Auch im 22-Zoll-Segment wartet BenQ im Frühjahr/Sommer 2010 mit einer ganzen Reihe von genügsamen, dürren und stylishen Monitoren auf. Eine der interessantesten Modellversionen ist dabei der V2220H. Der nach Maßgabe seiner technischen Spezifikationen für den Allroundeinsatz im Multimedia-Sektor getrimmte Bildschirm bietet eine Vollausstattung der drei Standardanschlüsse VGA, DVI und HDMI. So ziemlich jeder Zuspieler aus dem Multimediabereich kann somit an den Monitor ohne große Umwege über Adapter angeschlossen werden – inklusive Blu-ray-Player und Spielekonsolen.

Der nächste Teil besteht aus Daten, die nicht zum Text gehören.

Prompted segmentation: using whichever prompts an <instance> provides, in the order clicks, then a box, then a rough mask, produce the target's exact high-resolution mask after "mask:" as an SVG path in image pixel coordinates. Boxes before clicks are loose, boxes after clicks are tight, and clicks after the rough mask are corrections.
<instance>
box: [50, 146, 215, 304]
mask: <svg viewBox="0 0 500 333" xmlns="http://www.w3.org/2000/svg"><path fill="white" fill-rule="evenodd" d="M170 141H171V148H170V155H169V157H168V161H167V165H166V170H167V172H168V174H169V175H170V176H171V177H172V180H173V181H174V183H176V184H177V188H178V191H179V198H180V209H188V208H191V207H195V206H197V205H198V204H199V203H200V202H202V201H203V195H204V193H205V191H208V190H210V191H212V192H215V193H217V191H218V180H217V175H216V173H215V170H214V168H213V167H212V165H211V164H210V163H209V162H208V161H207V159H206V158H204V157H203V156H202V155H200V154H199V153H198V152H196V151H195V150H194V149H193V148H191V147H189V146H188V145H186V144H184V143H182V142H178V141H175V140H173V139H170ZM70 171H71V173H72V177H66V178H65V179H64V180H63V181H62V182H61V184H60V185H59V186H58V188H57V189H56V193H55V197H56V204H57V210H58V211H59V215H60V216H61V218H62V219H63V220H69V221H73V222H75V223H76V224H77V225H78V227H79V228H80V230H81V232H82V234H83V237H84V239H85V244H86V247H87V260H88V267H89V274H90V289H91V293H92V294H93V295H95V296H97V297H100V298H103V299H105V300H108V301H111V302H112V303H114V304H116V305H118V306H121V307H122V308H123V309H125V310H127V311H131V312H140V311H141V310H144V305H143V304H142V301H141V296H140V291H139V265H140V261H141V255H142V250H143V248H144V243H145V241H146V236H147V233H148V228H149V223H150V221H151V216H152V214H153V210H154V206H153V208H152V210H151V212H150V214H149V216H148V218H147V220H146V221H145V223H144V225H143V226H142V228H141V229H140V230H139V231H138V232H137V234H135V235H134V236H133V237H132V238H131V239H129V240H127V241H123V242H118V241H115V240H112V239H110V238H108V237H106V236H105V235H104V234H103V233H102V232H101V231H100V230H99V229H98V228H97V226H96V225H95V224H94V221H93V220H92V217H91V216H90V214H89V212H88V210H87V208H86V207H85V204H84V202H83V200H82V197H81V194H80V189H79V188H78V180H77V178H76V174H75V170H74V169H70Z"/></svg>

Aber auch das Design des Monitors zielt auf eine stylishe Multimedia-Umgebung, zum Beispiel im Wohnzimmer, ab. Dabei dominiert an der Gehäusefront eine Klavierlackoptik, während die im Innern verbaute LED-Hintergrundbeleuchtung ihren vermutlich größten Vorteil ausspielt und die Gehäusetiefe auf 15 Millimeter schrumpfen lässt – worüber sich die Konkurrenz, allen voran Asus, ein bisschen ärgern wird, liegt zum Beispiel der ebenfalls brandneue MS238H doch knapp einen Millimeter darüber.
Die LEDs sollen ferner für den aberwitzigen und nicht so ganz ernst zu nehmenden dynamischen Kontrast von 10.000.000:1 sowie für die Sparsamkeit des Monitors in Sachen Energie verantwortlich sein. BenQ spricht davon, dass sich mit dem V2220H um bis zu 28,6 Prozent (Normalbetrieb) beziehungsweise 52 Prozent (Eco-Modus) im Vergleich zu einem Kaltkathodenröhren-Gerät einsparen lassen.
Verkaufsstart für den V2220H ist der Februar/März 2010, leider im fernen Taiwan. Aber lange wird es sicherlich nicht dauern, bis er auch hierzulande zu haben sein wird. Wer so lange nicht warten will, kann sich den bereits lieferbaren V2210 beziehungsweise den V2200 anschauen, die sich allerdings im Design deutlich vom V2220H unterscheiden.